Sarà uno shock, che va superato con il coinvolgimento diretto dei produttori e anche dei lavoratori, ossia la parte in causa meno ascoltata. In provincia di Lecce sono iscritti negli elenchi anagrafici circa 22mila lavoratori dipendenti: almeno un terzo di essi era impiegato nel settore della produzione olearia. Oltre a tutta una serie di interventi tecnici, sulla produzione, il mondo del lavoro dipendente dell’olivicoltura regionale ha bisogno di interventi a tutela e sostegno del reddito. Tra monitoraggio, possibilità di espiantare ulivi e di reimpiantare passeranno molti mesi: per dare risposte a questi lavoratori non possiamo aspettare la soluzione definitiva alla questione-xylella, piuttosto occorre agire in fretta per sostituire momentaneamente le produzioni e in tal modo consentire all’economia del territorio di ripartire. Tutto questo è necessario affinché l’intera filiera agricola “occupazionale” (addetti alla raccolta, addetti alla ripulitura, addetti al frantoi, addetti alla vendite, titolari di foresterie) venga messa nelle condizioni di lavorare. Se si pensa solo alla possibilità del reimpianto, siamo sicuri che tutti gli sforzi compiuti per far ripartire l’agricoltura locale non sortiranno effetti prima di dieci anni. Non possiamo pertanto vivere d’attesa: dobbiamo individuare non solo un piano di sviluppo a lungo periodo, ma contestualmente identificare un piano a più breve scadenza.

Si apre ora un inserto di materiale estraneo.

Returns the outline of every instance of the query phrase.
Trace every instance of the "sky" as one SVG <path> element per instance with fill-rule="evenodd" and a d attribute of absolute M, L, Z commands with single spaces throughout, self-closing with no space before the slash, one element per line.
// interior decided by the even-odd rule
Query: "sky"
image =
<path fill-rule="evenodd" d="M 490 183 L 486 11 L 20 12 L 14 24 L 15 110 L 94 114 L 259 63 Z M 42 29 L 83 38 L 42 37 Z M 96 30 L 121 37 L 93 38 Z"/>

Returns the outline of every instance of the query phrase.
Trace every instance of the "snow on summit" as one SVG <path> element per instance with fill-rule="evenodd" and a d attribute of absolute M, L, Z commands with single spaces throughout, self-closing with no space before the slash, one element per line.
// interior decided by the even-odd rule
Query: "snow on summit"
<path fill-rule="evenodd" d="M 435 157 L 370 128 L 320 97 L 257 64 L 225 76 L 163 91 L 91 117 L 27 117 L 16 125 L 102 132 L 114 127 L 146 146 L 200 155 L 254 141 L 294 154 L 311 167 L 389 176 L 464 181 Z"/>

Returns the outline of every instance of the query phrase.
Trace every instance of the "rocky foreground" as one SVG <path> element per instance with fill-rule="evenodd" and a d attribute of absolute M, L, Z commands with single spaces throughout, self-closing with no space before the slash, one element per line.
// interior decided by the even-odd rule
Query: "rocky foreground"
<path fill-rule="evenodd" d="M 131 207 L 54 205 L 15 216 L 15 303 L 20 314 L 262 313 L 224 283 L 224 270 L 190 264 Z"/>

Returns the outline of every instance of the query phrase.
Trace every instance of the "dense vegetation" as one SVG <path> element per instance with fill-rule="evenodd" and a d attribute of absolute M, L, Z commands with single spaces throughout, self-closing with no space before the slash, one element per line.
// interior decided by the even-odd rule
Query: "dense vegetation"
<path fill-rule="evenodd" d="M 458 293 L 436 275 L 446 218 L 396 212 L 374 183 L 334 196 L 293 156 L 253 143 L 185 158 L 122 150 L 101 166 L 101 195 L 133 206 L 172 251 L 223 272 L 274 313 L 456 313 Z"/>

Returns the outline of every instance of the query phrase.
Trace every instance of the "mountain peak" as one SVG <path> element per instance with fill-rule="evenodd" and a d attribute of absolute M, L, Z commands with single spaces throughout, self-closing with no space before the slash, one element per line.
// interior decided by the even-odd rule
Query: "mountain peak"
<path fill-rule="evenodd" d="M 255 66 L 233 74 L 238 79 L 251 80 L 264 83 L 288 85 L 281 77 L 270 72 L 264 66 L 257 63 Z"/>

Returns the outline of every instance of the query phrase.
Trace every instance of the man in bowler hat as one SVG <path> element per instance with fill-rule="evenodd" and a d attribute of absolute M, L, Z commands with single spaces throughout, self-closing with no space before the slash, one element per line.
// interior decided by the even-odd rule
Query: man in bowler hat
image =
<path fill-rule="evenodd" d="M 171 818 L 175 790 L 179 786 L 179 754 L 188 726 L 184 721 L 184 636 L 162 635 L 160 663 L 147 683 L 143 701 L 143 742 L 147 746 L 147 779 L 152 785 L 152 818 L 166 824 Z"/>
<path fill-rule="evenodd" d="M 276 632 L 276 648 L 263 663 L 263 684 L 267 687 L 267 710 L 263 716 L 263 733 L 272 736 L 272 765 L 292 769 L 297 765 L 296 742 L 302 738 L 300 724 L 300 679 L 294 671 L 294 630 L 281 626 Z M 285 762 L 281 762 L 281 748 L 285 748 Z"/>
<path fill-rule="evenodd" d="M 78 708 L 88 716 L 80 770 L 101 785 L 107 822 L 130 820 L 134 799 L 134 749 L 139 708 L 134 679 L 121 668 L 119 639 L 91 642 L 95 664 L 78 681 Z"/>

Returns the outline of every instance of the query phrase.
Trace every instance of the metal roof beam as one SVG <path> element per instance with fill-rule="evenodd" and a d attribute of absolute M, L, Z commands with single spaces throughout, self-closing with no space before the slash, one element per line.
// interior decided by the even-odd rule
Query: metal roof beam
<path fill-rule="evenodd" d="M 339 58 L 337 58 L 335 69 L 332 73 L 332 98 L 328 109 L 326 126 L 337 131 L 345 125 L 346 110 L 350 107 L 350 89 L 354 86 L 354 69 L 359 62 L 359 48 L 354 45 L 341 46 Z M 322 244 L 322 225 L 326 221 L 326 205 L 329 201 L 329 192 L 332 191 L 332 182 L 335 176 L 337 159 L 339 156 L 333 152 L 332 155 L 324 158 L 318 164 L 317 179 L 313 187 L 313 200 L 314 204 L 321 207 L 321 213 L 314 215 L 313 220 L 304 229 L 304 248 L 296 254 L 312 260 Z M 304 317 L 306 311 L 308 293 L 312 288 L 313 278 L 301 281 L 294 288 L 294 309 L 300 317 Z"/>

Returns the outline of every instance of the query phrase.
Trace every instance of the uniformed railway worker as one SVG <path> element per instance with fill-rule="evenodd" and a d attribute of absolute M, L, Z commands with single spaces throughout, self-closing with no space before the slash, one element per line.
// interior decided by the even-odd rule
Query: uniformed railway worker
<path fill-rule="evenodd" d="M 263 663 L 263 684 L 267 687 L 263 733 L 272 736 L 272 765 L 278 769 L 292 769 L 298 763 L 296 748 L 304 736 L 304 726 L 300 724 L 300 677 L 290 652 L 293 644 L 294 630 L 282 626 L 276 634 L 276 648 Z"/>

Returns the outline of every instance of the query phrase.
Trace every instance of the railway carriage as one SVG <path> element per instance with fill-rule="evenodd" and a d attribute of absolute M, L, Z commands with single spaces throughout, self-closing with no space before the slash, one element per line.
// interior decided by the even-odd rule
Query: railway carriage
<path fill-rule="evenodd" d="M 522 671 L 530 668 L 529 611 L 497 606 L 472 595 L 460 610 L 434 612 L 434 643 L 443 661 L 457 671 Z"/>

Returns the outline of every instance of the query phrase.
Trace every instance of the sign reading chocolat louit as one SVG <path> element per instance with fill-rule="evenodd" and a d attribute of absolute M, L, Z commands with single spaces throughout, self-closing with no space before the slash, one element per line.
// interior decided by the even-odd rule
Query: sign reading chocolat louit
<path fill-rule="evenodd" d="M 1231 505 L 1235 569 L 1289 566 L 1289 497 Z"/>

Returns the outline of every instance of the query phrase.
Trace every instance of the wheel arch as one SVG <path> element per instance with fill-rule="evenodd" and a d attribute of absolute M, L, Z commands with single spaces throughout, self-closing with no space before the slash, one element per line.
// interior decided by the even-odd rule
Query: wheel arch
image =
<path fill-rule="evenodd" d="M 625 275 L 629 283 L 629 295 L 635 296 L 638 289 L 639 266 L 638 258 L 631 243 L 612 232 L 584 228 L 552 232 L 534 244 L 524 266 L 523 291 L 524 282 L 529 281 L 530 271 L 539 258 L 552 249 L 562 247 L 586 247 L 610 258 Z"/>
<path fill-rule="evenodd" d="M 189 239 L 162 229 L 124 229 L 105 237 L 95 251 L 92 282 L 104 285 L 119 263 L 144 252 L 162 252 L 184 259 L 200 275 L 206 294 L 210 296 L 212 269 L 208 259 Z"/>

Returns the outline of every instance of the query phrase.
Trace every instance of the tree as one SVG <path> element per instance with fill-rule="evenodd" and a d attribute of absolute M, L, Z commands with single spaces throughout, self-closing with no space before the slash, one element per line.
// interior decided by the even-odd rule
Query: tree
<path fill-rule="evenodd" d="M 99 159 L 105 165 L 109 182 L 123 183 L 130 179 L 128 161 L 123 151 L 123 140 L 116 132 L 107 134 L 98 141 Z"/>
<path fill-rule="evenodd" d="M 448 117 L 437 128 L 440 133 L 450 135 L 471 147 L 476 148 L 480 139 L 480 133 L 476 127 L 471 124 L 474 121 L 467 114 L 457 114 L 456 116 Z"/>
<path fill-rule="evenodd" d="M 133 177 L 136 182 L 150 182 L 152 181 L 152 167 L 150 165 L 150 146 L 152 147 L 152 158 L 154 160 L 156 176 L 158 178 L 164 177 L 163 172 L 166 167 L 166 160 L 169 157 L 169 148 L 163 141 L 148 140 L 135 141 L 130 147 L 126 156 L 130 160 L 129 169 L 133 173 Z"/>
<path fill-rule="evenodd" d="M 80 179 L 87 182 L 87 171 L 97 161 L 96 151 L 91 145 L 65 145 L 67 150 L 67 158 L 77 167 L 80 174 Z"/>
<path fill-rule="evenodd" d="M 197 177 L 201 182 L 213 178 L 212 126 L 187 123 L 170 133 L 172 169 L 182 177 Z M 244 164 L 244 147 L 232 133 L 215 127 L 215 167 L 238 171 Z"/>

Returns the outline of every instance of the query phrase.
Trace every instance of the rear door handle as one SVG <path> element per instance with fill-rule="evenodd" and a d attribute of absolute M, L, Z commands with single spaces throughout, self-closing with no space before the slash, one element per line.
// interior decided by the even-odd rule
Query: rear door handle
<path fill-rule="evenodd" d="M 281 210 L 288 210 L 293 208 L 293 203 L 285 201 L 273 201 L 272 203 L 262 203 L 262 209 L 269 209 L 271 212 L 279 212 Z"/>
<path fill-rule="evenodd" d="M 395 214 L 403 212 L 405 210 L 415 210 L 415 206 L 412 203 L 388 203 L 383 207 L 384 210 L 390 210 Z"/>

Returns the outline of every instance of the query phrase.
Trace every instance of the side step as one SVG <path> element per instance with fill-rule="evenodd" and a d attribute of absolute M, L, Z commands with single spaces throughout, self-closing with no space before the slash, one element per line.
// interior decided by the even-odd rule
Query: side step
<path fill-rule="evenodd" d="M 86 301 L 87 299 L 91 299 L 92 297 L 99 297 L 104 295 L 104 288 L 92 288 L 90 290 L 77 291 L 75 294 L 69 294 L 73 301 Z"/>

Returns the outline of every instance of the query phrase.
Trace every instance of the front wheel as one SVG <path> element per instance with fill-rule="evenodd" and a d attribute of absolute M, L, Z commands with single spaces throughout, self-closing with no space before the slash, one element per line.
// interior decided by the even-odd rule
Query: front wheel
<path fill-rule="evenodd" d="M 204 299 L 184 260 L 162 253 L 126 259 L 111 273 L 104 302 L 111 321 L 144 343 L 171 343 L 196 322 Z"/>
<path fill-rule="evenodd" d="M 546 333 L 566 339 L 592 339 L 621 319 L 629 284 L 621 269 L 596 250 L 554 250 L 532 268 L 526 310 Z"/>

Per la Flai Lecce i percorsi da intraprendere sono almeno tre. Il primo è il più immediato: interventi di natura previdenziale. Ci sono 2.500 salentini addetti alla raccolta che hanno perso il lavoro. Occorre un sostegno al reddito per tutti i lavoratori che attualmente si trovano involontariamente disoccupati, ma per far ciò serve il riconoscimento dello stato di calamità: un iter non ancora avviato, nonostante i solleciti della Flai, del presidente della Provincia e di alcuni sindaci. Il secondo percorso ha tempi più lunghi: occorre rigenerare il settore agricolo. C’è un fondo nazionale da 300 milioni: facciamo in modo che non resti inutilizzato. Non bisogna solo reimpiantare ulivi resistenti: il Salento, infatti, potrebbe diventare terreno fertile per la ripresa di colture antiche, come i cereali, per rifornire di materie prime aziende locali di piccole e media industria. Il tutto anche col sostegno delle istituzioni, in modo particolare della Regione, magari anche attraverso la possibilità di sottoscrivere accordi che mettano in rete le diverse realtà produttive. Infine bisogna porsi il problema dello smaltimento dei tronchi. Milioni di piante saranno espiantate ed il legno pregiato, privo di ogni vegetazione, potrebbe essere utilizzato nel settore dell’arredamento o essere risorsa per attività culturali, potrebbe finire nelle scuole o nelle accademie che vedono la specializzazione di molti studenti in scultura del legno. Sono poche idee che abbiamo consegnato al ministro Bellanova lo scorso ottobre. Ora però servono i fatti. Chi ha il mandato di decidere avvii un processo di rigenerazione del territorio, altrimenti destinato a quei piromani che, intenzionalmente o no, uccidono il futuro del Salento.